9780813017488
Spanish Colonial Silver Coins in the Florida Collection share button
Alan K. Craig
Format Hardcover
Dimensions 7.34 (w) x 10.26 (h) x 0.89 (d)
Pages 256
Publisher University Press of Florida
Publication Date June 2000
ISBN 9780813017488
Book ISBN 10 0813017483
About Book

"After Spain's colonial American mints poured forth a flood of silver coins, some of that treasure ended up in wrecks off the Florida coast. Alan Craig's captivating study explains how those coins were made and what historians and numismatists can learn from them."--Kendall W. Brown, Brigham Young University

"The State of Florida is indeed fortunate that its colonial coin inventory, Florida's shipwreck patrimony, could be studied by Alan Craig. This work enriches us all."--Eugene Lyon, author of The Enterprise of Florida: Pedro Menéndez de Avilés and the Spanish Conquest of 1565-1568 and The Search for the Atocha

The State of Florida owns a vast collection, nearly 23,000 specimens, of Spanish treasure coins salvaged from shipwrecks in Florida waters. It is the largest of its kind in existence.
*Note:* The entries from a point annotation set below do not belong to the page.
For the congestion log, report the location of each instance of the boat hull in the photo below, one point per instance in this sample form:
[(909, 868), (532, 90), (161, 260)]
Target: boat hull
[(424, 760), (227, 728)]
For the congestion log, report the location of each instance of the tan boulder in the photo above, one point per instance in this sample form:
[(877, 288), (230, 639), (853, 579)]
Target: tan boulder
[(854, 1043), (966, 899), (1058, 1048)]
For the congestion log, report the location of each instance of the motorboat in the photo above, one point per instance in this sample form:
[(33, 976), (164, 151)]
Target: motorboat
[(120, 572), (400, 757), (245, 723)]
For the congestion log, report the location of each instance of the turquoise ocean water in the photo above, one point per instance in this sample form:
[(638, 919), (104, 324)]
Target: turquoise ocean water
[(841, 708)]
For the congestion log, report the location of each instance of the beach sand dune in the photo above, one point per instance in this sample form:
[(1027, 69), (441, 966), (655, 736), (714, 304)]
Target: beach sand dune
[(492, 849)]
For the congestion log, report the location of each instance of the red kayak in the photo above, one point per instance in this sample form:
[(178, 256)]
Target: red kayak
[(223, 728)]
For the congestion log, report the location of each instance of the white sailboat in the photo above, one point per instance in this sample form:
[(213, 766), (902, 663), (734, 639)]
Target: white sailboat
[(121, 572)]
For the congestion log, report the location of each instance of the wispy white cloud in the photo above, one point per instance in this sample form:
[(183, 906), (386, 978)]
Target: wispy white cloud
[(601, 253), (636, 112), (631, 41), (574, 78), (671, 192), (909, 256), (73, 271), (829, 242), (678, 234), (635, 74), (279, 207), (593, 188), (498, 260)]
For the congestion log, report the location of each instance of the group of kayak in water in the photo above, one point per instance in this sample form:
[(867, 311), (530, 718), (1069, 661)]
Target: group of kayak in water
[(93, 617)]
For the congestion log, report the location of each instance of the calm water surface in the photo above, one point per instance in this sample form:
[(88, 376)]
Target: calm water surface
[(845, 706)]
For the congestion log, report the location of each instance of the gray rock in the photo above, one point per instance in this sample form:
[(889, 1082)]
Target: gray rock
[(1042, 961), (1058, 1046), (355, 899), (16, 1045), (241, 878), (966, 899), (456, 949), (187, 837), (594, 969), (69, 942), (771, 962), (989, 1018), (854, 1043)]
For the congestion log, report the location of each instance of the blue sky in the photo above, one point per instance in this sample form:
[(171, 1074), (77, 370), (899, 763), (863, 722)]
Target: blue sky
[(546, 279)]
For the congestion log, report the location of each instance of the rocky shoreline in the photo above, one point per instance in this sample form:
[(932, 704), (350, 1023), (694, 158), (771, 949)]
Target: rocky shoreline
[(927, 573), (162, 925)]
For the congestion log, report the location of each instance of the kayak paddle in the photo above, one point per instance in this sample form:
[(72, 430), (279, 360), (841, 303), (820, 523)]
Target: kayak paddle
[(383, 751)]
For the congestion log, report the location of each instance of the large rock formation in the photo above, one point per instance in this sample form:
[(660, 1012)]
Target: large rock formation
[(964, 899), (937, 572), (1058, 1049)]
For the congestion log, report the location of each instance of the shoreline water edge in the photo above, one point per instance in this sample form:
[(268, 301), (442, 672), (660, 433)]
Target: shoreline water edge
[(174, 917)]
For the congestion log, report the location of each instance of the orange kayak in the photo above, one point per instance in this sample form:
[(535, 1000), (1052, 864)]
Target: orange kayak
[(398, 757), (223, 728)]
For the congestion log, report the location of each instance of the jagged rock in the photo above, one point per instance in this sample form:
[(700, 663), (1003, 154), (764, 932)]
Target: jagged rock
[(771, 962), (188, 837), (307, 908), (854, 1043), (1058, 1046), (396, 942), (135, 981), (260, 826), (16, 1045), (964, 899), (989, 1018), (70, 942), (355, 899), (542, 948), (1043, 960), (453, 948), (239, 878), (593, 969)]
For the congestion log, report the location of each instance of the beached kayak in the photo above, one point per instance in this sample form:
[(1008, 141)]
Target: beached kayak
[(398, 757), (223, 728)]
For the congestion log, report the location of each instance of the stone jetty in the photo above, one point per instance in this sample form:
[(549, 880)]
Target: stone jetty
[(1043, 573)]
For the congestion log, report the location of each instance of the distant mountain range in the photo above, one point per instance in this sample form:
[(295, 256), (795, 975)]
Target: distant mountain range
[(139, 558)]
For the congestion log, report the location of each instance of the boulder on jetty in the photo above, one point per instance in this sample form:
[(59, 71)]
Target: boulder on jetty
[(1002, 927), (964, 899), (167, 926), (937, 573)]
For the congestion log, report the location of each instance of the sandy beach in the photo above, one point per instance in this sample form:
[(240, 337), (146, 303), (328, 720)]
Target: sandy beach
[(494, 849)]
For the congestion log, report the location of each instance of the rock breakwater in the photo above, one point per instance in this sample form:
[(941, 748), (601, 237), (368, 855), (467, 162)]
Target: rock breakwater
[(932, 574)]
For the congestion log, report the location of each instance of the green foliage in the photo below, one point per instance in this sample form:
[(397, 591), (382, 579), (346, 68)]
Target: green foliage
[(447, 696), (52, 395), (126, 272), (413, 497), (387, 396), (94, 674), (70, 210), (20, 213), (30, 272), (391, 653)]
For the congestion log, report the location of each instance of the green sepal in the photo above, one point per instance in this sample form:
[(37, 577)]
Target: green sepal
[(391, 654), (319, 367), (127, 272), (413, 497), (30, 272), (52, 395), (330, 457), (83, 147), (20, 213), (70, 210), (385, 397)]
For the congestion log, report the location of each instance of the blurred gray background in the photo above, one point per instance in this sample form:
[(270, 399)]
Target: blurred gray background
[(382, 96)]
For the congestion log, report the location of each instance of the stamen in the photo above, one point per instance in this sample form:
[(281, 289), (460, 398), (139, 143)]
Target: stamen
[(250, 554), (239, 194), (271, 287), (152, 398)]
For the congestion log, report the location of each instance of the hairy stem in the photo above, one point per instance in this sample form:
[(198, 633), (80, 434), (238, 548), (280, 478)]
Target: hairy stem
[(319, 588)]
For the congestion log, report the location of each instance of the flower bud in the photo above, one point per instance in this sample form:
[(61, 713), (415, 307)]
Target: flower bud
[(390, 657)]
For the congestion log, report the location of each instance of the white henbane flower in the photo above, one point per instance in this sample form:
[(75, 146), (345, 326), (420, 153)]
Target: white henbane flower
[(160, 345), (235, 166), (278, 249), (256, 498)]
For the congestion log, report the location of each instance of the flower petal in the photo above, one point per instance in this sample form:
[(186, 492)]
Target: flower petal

 Alan Craig explains the circumstances behind their manufacture and describes the transporting of these unique hand-made coins, a complicated business full of intrigue and royal regulations. When freshly minted gold and silver left the Spanish colonial viceroyalties of Peru and Mexico aboard fleets of galleons headed to Spain, a number of ships sank off the coast of Florida. Counterfeiting was rife at the time, and Craig discusses a variety of mint scandals, especially those perpetrated by the notorious Francisco Gomez de la Rocha.

Craig also analyzes coins from the mints of Mexico City, Potosi, Lima, and elsewhere. He follows the procedure of making coins, from mining the silver to refining it and ultimately converting it into coins of various sizes, and takes readers on a vivid "virtual" visit to a mint where they watch African slaves pour molten silver from furnaces into special molds and witness the days of constant hammering, annealing, die striking, blanching, weighing, and counting and recounting necessary to produce a sack of coins. 

 Outstanding specimens from the Florida collection are depicted in numerous superb photographs, many enlarged to show elements of the engraving discussed in the text. In a final section Craig discusses the numismatic significance of the thousands of coins in the collection. 

 As both an economic history and a numismatic study, this work will be a fascinating resource for historians, archaeologists, coin collectors, and general readers interested in maritime treasure.

Alan K. Craig is professor emeritus of geography and geology at Florida Atlantic University in Boca Raton and coeditor of In Quest of Mineral Wealth.